Hypokalemia has a broad spectrum of clinical manifestations that primarily affect the muscular and cardiac systems. In the muscular system, patients may experience muscle weakness, decreased deep tendon reflexes, and in severe cases, ascending paralysis. Cardiac manifestations are evident on electrocardiograms (EKGs) and may include flat or inverted T waves, U waves, and cardiac conduction abnormalities such as supraventricular tachycardia and ventricular fibrillation.
Hyperkalemia is defined by elevated serum potassium levels and can arise from several conditions and medications. Chronic kidney disease (CKD) impairs the kidney's ability to filter and excrete potassium, leading to accumulation. Medications like ACE inhibitors and potassium-sparing diuretics can also reduce potassium excretion. Conditions like hypoaldosteronism, as seen in Addison's disease, limit potassium excretion. Furthermore, extensive cell death from conditions such as rhabdomyolysis or chemotherapy can release intracellular potassium into the bloodstream, causing acute hyperkalemia. Insulin deficiency and beta-2 antagonists inhibit Na/K-ATPases, decreasing potassium uptake.

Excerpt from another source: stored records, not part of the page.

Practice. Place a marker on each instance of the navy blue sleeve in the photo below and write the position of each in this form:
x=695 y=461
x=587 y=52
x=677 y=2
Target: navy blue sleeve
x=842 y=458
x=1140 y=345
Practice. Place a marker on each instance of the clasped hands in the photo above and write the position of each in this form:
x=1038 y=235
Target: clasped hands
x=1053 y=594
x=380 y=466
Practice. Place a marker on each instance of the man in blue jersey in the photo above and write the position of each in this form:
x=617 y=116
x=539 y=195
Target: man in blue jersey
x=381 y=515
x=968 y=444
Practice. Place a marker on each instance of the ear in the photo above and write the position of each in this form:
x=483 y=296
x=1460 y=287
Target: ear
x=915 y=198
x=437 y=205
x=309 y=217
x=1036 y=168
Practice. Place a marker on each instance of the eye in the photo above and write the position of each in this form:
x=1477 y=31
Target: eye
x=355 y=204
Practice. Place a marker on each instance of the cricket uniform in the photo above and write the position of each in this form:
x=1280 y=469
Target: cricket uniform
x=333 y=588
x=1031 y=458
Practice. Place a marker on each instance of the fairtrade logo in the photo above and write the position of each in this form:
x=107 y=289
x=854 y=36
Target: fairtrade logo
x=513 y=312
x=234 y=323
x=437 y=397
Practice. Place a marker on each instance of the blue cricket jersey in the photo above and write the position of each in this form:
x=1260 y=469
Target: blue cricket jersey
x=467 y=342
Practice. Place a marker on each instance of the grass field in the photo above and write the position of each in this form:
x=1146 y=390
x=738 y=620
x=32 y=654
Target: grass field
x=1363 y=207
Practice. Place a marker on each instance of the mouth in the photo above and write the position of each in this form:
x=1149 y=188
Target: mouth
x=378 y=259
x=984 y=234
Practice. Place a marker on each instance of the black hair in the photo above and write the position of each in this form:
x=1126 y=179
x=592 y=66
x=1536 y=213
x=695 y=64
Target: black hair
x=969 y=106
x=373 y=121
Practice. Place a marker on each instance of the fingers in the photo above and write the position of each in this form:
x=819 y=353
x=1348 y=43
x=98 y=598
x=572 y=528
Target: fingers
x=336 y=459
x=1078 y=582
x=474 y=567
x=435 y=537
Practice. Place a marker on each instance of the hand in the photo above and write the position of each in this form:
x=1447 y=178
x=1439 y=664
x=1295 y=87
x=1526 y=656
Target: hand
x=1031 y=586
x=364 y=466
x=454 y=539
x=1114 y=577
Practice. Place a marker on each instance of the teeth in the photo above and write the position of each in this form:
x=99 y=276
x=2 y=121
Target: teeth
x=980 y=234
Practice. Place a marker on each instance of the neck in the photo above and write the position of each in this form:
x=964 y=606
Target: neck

Finally, acid-base imbalances like acidosis can elevate serum potassium by shifting it out of cells.
Hyperkalemia presents with a range of symptoms affecting the muscular and cardiac systems. Patients may experience muscle fatigue, weakness, and in severe cases, paralysis. Cardiac manifestations are particularly concerning and can be identified on an EKG. Initial changes include tall, ‘peaked’ T waves, followed by a widening of the QRS complex. Severe hyperkalemia can lead to life-threatening arrhythmias such as ventricular fibrillation, torsades de pointes, or asystole.
Diuretics can have a significant impact on potassium levels, depending on their mechanism of action. Loop and thiazide diuretics increase sodium delivery to the collecting ducts, promoting Na/K exchange and leading to potassium excretion, resulting in hypokalemia. In contrast, potassium-sparing diuretics like spironolactone and amiloride inhibit potassium excretion, potentially contributing to hyperkalemia.